En una de esas noches de infancia, les conté la historia de este país. Cerraron los ojos y les pedí imaginar un lugar habitado por diferentes pueblos, cada uno con sus propias normas, lenguas y dioses. Uno de ellos, era el país del cuento. Sus casas eran enormes, milenarias, luminosas, abiertas. Los que vivían más al norte consideraban equivocadas sus leyes, sus lenguas y, con especial inquina, sus dioses (porque ya se sabe que no hay peor extranjero que el hereje, aunque comparta tu misma sangre). Así que decidieron dejar de ser frontera e imponer sus leyes, su lengua y su dios, porque sólo permitían rezar a uno. Muchos resistieron, murieron o fueron desterrados, pero la mayoría de sus habitantes aceptaron el vasallaje con tal de amanecer bajo el mismo sol de sus antepasados. Y aquel país del cuento se convirtió en una colonia. Aprendió el idioma del invasor con los sonidos ancestrales que ya perfumaban su lengua derogada. Adaptó el culto al único dios encriptándolo en los rituales de sus dioses milenarios. Pero nada pudo hacer contra el arma más poderosa de dominación humana, que no es la espada sino la ley. Y la perdió para siempre. Los nuevos dueños respetaron las diferencias con otros pueblos del norte con las que compartía el mismo dios durante un tiempo. Después, también intentaron imponerles sus leyes y su lengua. Y aunque no lo consiguieron del todo, ganaron la batalla de llamar a la parte por el todo.

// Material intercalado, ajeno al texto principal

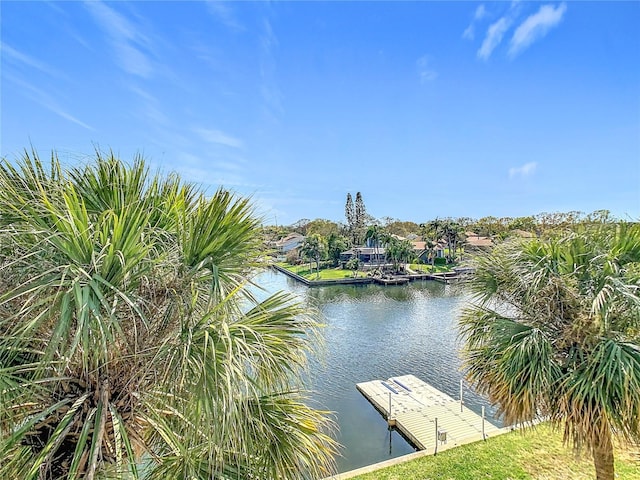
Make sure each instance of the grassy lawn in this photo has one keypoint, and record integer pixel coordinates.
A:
(326, 274)
(535, 454)
(420, 267)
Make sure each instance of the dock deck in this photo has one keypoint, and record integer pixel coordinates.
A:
(415, 406)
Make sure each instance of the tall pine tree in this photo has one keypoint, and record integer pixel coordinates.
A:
(350, 214)
(360, 215)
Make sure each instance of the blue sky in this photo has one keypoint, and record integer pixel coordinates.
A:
(430, 109)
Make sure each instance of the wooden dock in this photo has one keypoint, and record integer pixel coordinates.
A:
(413, 407)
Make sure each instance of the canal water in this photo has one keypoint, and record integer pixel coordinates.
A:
(375, 332)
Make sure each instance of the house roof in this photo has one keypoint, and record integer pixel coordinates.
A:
(365, 251)
(292, 237)
(478, 241)
(522, 233)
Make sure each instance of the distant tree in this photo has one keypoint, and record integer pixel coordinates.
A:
(375, 234)
(554, 332)
(398, 251)
(322, 227)
(403, 229)
(300, 226)
(490, 227)
(527, 224)
(314, 248)
(350, 215)
(353, 264)
(453, 235)
(432, 249)
(293, 257)
(360, 218)
(599, 216)
(130, 346)
(336, 244)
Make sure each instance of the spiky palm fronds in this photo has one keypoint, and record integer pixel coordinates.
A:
(129, 344)
(554, 331)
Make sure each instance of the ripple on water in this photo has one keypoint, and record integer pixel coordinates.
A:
(374, 332)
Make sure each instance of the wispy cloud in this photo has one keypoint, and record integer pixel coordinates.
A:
(523, 170)
(494, 36)
(218, 137)
(46, 100)
(24, 59)
(480, 13)
(425, 71)
(535, 27)
(127, 39)
(269, 90)
(223, 13)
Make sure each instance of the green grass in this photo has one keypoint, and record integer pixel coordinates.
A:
(421, 267)
(325, 274)
(534, 454)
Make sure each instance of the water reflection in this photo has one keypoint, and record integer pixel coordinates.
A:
(374, 332)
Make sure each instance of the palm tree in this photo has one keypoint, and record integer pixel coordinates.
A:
(554, 333)
(375, 234)
(130, 345)
(314, 248)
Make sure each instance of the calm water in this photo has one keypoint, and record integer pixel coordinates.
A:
(375, 332)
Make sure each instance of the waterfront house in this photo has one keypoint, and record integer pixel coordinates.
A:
(289, 242)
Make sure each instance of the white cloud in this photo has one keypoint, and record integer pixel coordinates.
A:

Nosotros, los andaluces y andaluzas, vivimos en esta colonia. Para sentirnos protegidos por el amo, muchos se arropan bajo la bandera del todo que nos prostituye y que desdeña la cultura que creamos para sobrevivir, en la tierra que nos despojaron para convertirnos en mendigos. Hasta creerse el cuento. Por eso consienten que nos usen como estercolero nuclear o nos planten bases y escudos militares; que nos traten como un pueblo menor que cree hablar mal porque conserva la arqueología del aire en su garganta; que considera extranjeros a los reyes, escritores, filósofos, científicos, hombres y mujeres, que protagonizaron el primer renacimiento de Europa; o que se avergüence de una bandera incluyente que habla de paz y esperanza, libertad y humanidad. Ese país del cuento, tan lejano tan lejano tan lejano, al que sólo se puede llegar cerrando los ojos, con la imaginación, es tan tuyo como la vena yugular. Tan tuyo que ha dejado de dolerte porque no lo ves. Hasta olvidarlo. Y quedar dormido.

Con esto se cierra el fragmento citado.